The Pending Meal initiative is not a charity organization and does not collect funds (in any form). The initiative is purely encouraging people to give back to community by providing less fortunate with a meal so that no one has to stay hungry.

==Value==
The value of this rising trend lies greatly on disseminating the attitude of sharing and giving what we owe to others, so as to bridge the gap between the poor and urban people. However, it must be reminded that the phenomenon should not be viewed as a type of social assistance. In other words, there is no labelling effect in the promotion of the campaign; the focus is not placed on the poor, but rather on the act of citizens suspending meals. This way, individuals can both respect the poor, and promote the natural attitude of helping. Through the collaboration of everyone, the poor can be integrated into the community and feel a sense of belonging. “It’s about communities coming together and looking after people directly in their communities.”, says John Sweeney, the founder of a page advocating suspended coffee, in an interview with TruthAtlas.

==Critics==
===Business ethics===
Despite sharing the same motivation, restaurants and companies have their own operation style in terms of promoting the suspended meal scheme. Because of such difference, some argue that the restaurant owners are trying to make profits by cheating on the scheme rather than helping the needy. Similarly, some people believe that the companies are more likely to cheat on the scheme since they will charge a sum of administrative expenses after holding the fund-raising events like suspended meals.

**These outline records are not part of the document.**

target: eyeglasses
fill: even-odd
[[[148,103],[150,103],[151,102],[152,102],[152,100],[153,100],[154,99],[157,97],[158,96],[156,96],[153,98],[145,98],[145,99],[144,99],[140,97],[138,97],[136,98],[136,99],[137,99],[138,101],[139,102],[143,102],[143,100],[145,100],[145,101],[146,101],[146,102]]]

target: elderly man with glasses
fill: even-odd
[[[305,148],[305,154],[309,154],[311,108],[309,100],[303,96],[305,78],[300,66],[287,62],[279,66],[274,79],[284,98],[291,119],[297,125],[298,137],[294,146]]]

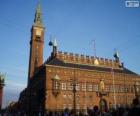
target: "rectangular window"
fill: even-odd
[[[80,90],[80,84],[76,84],[76,91],[79,91]]]
[[[67,86],[66,86],[66,83],[62,83],[62,90],[66,90],[67,89]]]
[[[109,85],[106,85],[106,86],[105,86],[105,91],[106,91],[106,92],[109,92]]]
[[[87,91],[92,91],[92,84],[87,85]]]
[[[72,83],[68,83],[67,84],[67,89],[68,90],[73,90],[73,84]]]
[[[86,91],[86,84],[82,84],[82,91]]]

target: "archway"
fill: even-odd
[[[108,109],[107,101],[105,99],[101,99],[99,102],[99,107],[101,111],[106,111]]]

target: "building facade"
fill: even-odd
[[[28,85],[18,101],[26,112],[100,109],[130,105],[140,94],[140,76],[115,59],[85,56],[53,50],[43,62],[45,28],[38,5],[31,29]]]

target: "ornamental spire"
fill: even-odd
[[[43,27],[43,24],[42,24],[42,10],[41,10],[40,0],[38,1],[36,13],[35,13],[34,25],[39,26],[39,27]]]

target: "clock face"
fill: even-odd
[[[41,30],[36,30],[36,35],[40,36],[41,35]]]

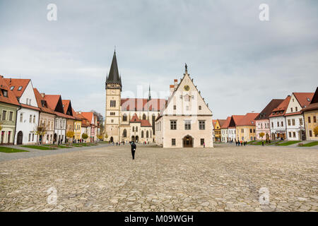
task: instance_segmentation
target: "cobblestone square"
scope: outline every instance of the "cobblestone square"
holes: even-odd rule
[[[317,211],[317,165],[314,148],[93,147],[0,162],[0,210]]]

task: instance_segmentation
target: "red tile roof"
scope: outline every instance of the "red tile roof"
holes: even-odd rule
[[[37,106],[41,109],[42,112],[55,114],[55,112],[50,109],[48,106],[42,106],[42,102],[45,101],[42,95],[37,90],[36,88],[33,88],[34,94],[35,95],[35,99],[37,100]]]
[[[70,100],[62,100],[63,109],[64,110],[64,113],[66,113],[70,102],[71,102]]]
[[[310,105],[314,93],[293,93],[302,107]]]
[[[284,116],[288,107],[289,101],[290,100],[290,96],[288,95],[276,108],[273,109],[269,117],[276,117]]]
[[[166,103],[165,99],[129,98],[122,99],[122,111],[154,111],[160,112]]]
[[[255,126],[254,119],[257,117],[259,113],[247,113],[238,121],[237,126]]]
[[[10,90],[5,79],[1,76],[0,76],[0,88],[8,91],[8,97],[4,97],[3,93],[0,93],[0,102],[20,106],[16,95]]]
[[[8,86],[11,89],[12,86],[14,86],[14,88],[12,90],[13,91],[15,95],[17,97],[20,97],[23,94],[25,88],[29,84],[30,79],[22,79],[22,78],[4,78]],[[18,90],[19,87],[22,87],[20,90]]]
[[[45,95],[44,99],[47,101],[47,106],[54,110],[60,97],[60,95]]]
[[[90,124],[93,124],[93,117],[94,114],[93,112],[82,112],[82,116],[83,116]]]
[[[230,121],[231,121],[231,117],[228,117],[225,119],[225,122],[222,125],[221,129],[227,129],[230,124]]]

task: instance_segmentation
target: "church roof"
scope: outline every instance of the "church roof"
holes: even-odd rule
[[[126,98],[122,99],[122,111],[159,112],[165,107],[165,99]]]
[[[108,83],[115,83],[122,85],[122,78],[118,72],[117,59],[116,58],[116,52],[114,52],[112,65],[110,66],[110,73],[106,79],[106,85]]]

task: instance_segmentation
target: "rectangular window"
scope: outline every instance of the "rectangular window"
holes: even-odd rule
[[[184,121],[184,129],[185,130],[191,130],[191,121]]]
[[[9,120],[13,121],[13,112],[10,112],[9,113]]]
[[[205,130],[206,129],[206,121],[199,121],[199,130]]]
[[[170,129],[177,130],[177,121],[170,121]]]
[[[2,120],[6,120],[6,111],[2,111]]]
[[[175,146],[175,138],[171,139],[171,145],[172,146]]]

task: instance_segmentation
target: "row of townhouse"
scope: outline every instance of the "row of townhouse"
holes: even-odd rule
[[[213,138],[223,143],[255,140],[318,140],[318,88],[273,99],[260,113],[213,120]],[[262,136],[261,135],[263,135]]]
[[[97,140],[93,112],[75,112],[61,95],[45,95],[30,79],[0,76],[0,144],[65,143]],[[41,132],[40,132],[41,131]],[[67,137],[67,132],[73,132]],[[69,133],[69,135],[71,133]],[[82,139],[82,134],[88,138]]]

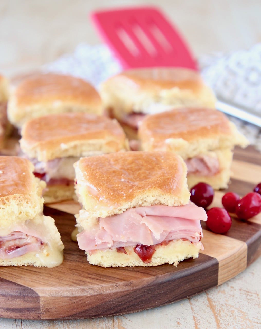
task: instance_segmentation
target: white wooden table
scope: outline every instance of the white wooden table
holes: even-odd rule
[[[0,73],[11,77],[30,72],[72,52],[81,42],[99,43],[88,18],[91,11],[145,2],[1,0]],[[261,2],[258,0],[151,0],[150,3],[160,4],[197,56],[246,48],[261,42]],[[2,318],[0,328],[257,329],[261,327],[260,273],[260,258],[221,285],[167,306],[125,315],[77,320]]]

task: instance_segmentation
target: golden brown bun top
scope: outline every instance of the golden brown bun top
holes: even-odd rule
[[[161,140],[182,138],[188,142],[231,134],[229,121],[219,111],[208,109],[179,109],[147,116],[139,127],[141,136]]]
[[[170,152],[138,151],[82,158],[75,164],[76,190],[97,217],[153,204],[188,202],[186,167]]]
[[[177,109],[147,115],[138,134],[141,149],[175,152],[184,159],[249,144],[224,113],[208,109]]]
[[[32,119],[23,126],[21,134],[20,144],[23,152],[30,157],[31,151],[42,152],[41,156],[38,154],[36,157],[44,161],[65,156],[59,153],[68,147],[75,147],[78,152],[80,144],[89,141],[95,144],[97,140],[103,144],[110,143],[112,147],[114,143],[114,151],[116,152],[124,148],[126,140],[122,128],[115,119],[80,112],[50,114]],[[48,158],[43,160],[43,157]]]
[[[110,78],[100,90],[104,105],[120,120],[132,112],[153,114],[173,108],[214,108],[216,98],[197,72],[174,67],[130,70]]]
[[[33,165],[26,159],[0,156],[0,198],[30,193],[33,169]]]
[[[36,75],[23,80],[15,90],[17,106],[42,105],[50,102],[75,102],[100,106],[100,96],[90,84],[69,75],[53,73]]]
[[[112,77],[108,83],[128,85],[131,89],[149,90],[180,89],[196,91],[203,84],[200,75],[192,70],[181,68],[155,68],[130,70]]]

===Effectiveness in resolving the poverty problem===
Some people argue that suspended meals cannot effectively ameliorate the poverty problem in Hong Kong in terms of effective implementation. A big proportion of the poor, in fact, denies to take the suspended meal because of their strong dignity. According to a survey conducted by Children Welfare League, 32% of needy children dare not to take free meal because they do not want to disclose personal information and feel shameful. Moreover, people may ask for a free meal although they do not have financial difficulty. In other words, the effectiveness of suspended meals cannot be fully estimated and guaranteed.